What we are seeing from PS5 trailers, is a full-on ray tracing solution is out of reach for another generation of consoles. The best they can do is to sprinkle some rt effects here and there. We actually know that for a quite long time, and xbox is no exception. Which puts PC RT in a peculiar position. The rt capability of RTX cards ( 2080 and up) will be far superior than console's, yet who's gonna develop a full-on ray tracing engine?
I don't think it would be too different from how things work today. If console games opt for having features enabled but they switch on/off at different thresholds (distance, roughness, etc.), are of lower resolution, only use it in specific circumstances, etc., the hook for PCs would probably be to introduce higher graphical settings over time that remove those constraints, and also do it at higher framerates and/or resolutions.

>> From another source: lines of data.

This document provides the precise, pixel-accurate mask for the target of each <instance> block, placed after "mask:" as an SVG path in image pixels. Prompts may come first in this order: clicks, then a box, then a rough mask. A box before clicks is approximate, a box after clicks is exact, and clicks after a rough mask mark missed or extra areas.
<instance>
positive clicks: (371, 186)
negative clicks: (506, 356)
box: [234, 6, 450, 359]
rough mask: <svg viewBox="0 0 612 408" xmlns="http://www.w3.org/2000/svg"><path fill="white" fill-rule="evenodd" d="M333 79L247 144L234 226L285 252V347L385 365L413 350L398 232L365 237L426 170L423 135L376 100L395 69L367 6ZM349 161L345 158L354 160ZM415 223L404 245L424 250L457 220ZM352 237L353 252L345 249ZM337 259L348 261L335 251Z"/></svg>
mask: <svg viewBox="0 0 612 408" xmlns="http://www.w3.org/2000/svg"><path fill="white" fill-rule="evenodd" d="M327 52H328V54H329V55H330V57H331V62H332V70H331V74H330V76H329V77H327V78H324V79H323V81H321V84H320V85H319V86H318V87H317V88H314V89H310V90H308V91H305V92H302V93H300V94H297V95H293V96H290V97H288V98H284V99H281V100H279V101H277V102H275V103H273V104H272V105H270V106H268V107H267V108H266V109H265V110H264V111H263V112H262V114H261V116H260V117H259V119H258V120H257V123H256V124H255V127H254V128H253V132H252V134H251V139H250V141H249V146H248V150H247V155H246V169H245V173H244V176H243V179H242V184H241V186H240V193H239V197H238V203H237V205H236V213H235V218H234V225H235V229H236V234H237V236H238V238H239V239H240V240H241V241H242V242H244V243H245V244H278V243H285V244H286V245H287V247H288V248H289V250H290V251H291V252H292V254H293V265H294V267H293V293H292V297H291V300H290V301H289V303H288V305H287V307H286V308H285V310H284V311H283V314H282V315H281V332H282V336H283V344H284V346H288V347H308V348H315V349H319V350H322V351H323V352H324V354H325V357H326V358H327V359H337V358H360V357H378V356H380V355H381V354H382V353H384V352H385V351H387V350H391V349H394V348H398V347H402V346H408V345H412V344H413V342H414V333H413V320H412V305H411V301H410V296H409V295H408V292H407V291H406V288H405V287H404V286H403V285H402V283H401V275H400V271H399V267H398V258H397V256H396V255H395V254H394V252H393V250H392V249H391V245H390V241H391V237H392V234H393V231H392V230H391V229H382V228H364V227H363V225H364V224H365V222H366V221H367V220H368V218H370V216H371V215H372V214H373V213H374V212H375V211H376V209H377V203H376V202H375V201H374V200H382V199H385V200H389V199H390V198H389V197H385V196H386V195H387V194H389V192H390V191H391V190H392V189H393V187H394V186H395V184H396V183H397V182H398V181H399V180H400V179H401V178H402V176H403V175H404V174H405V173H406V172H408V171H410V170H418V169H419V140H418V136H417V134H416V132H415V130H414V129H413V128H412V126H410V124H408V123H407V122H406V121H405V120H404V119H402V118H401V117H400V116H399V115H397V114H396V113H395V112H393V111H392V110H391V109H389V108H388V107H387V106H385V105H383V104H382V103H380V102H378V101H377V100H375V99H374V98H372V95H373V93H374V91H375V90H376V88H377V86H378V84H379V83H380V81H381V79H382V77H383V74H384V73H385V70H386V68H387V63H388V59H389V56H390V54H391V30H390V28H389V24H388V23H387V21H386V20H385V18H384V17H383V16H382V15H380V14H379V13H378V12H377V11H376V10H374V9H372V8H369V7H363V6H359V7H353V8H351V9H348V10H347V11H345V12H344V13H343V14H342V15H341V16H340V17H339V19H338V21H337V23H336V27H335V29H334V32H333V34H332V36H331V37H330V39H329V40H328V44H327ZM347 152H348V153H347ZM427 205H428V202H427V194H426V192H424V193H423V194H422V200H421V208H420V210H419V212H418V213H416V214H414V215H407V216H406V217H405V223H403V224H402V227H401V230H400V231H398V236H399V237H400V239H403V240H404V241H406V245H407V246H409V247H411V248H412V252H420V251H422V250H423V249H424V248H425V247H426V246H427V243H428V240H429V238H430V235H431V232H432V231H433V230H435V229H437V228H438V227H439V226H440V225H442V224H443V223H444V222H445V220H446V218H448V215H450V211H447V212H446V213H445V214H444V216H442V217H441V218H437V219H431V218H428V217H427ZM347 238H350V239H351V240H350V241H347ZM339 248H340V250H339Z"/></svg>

By late gen there might be a complex AAA game where the console version would utilize it throughout their game's lighting but fall back to rasterization in certain circumstances or run it at a lower quality, but there's an Ultra setting for the excess power of a 5080 or 6080 that only uses full quality ray tracing. Like console games on PCs today it probably wouldn't really result in it looking like an entirely different game, some visual improvements just aren't that noticeable, but it allows it to go beyond "good enough" to a more complete, accurate picture.
There's Minecraft DXR and Quake II so I assume some work is going into creating path-traced videogames that are simpler or older, and there'll probably be a few indie games that try it, but we're probably years away from being at a point where something like a modern, fairly complex Unreal Engine game could be path traced at playable performance.